Étonnante situation. La volonté de faire taire le prophète nous renvoie aux racines de l’histoire des croyants : à Joseph (Gn 37-50) vendu à des négociants en route vers l’égypte. Comme lui, Jérémie va gagner ce pays avec une poignée de survivants. Il restera dans cette terre étrangère d’où le peuple d’Israël avait fait sa pâque et marché vers la Terre promise : annonce prophétique du retour à Jérusalem.
Jésus aussi sera en butte aux pouvoirs. Lui, la Vie, connaîtra la terre étrangère de la mort et il en reviendra pour nous prendre avec lui dans sa résurrection.

• Psaume 39,2-4.18
On a ici l’impression d’entendre Jérémie au sortir de la fosse. Sa confiance en Dieu est absolue. Il a retrouvé un équilibre et une solidité qui lui permettent de poursuivre son chemin. De sa bouche monte alors un chant inédit, comme si sa mélodie intime avait changé.
Faisons nôtre sa certitude apaisée et laissons monter de nos profondeurs les gémissements inexprimables de l’Esprit (Rm 8, 26).

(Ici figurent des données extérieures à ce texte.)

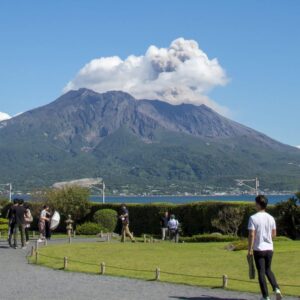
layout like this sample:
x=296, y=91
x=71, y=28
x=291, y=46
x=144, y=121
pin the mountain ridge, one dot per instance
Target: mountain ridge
x=113, y=135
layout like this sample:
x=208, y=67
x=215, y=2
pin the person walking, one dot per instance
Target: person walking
x=124, y=216
x=262, y=230
x=164, y=225
x=173, y=226
x=11, y=222
x=28, y=220
x=19, y=213
x=42, y=223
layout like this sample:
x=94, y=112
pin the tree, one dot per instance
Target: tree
x=229, y=220
x=289, y=217
x=72, y=200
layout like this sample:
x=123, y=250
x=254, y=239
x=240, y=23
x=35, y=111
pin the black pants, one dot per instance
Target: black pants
x=263, y=261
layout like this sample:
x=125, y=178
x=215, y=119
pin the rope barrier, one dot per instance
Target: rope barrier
x=161, y=272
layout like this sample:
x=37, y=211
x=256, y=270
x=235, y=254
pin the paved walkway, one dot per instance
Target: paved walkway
x=20, y=280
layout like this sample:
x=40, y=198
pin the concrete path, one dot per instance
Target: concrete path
x=20, y=280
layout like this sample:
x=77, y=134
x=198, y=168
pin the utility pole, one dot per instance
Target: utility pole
x=242, y=182
x=103, y=192
x=10, y=191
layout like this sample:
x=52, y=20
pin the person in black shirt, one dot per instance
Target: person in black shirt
x=11, y=221
x=124, y=216
x=164, y=225
x=19, y=213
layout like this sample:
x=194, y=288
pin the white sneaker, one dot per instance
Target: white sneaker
x=278, y=294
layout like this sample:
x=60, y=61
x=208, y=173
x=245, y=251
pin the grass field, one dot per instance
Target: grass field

• Évangile : Luc 12, 49-53
Le propre d’un discours fort, non politiquement correct, est de semer le trouble. La parole prophétique est de cet ordre et apporte, presque toujours, un démenti à ce qui paraît évident. Elle trouve rarement grâce aux yeux de ceux qui se préoccupent de préserver des situations acquises, parfois au nom du bien commun. Richesse, puissance, mais aussi conformismes de la pensée attirent ses mises en garde et sa réprobation, surtout quand ils voudraient justifier ou couvrir des déséquilibres injustes.
Quand il a raison avant les autres, il est tentant de faire taire celui qui soutient ce type de discours, pour éviter le pire, par le discrédit ou le meurtre. On se souvient du verdict de Caïphe : Il vaut mieux qu’un seul homme meure pour le peuple, et que l’ensemble de la nation ne périsse pas (Jn 11, 50). Ce n’est pas moral, mais c’est pragmatique !
Le grand prêtre avait compris qu’avec Jésus, pas question d’irénisme à court terme qui ferait retomber la tension, jusqu’à la prochaine fois. C’est à une transformation profonde, qui génère combats et divisions, qu’il n’a eu de cesse d’inviter ses auditeurs. Il dénonce sans fin les lieux communs qui se sont imposés comme des vérités incontournables.
Sa paix, car il nous la donne, mais pas à la manière du monde (Jn 14, 27), brûle : elle nous est octroyée au moment de la violence la plus extrême. Quand, à notre tour, nous nous la transmettons, nous nous reconnaissons frères les uns des autres, mais cela ne nous dispense en rien de combattre de toutes nos forces les idoles que nous ne cessons de fabriquer ou d’accepter. La foi est violente car elle est radicale ; la charité  aussi car elle demande des combats sans fin ; l’espérance enfin l’est aussi car elle impose de renoncer à tous nos prêts à penser confortables. C’est à ce prix que nous verrons la lumière.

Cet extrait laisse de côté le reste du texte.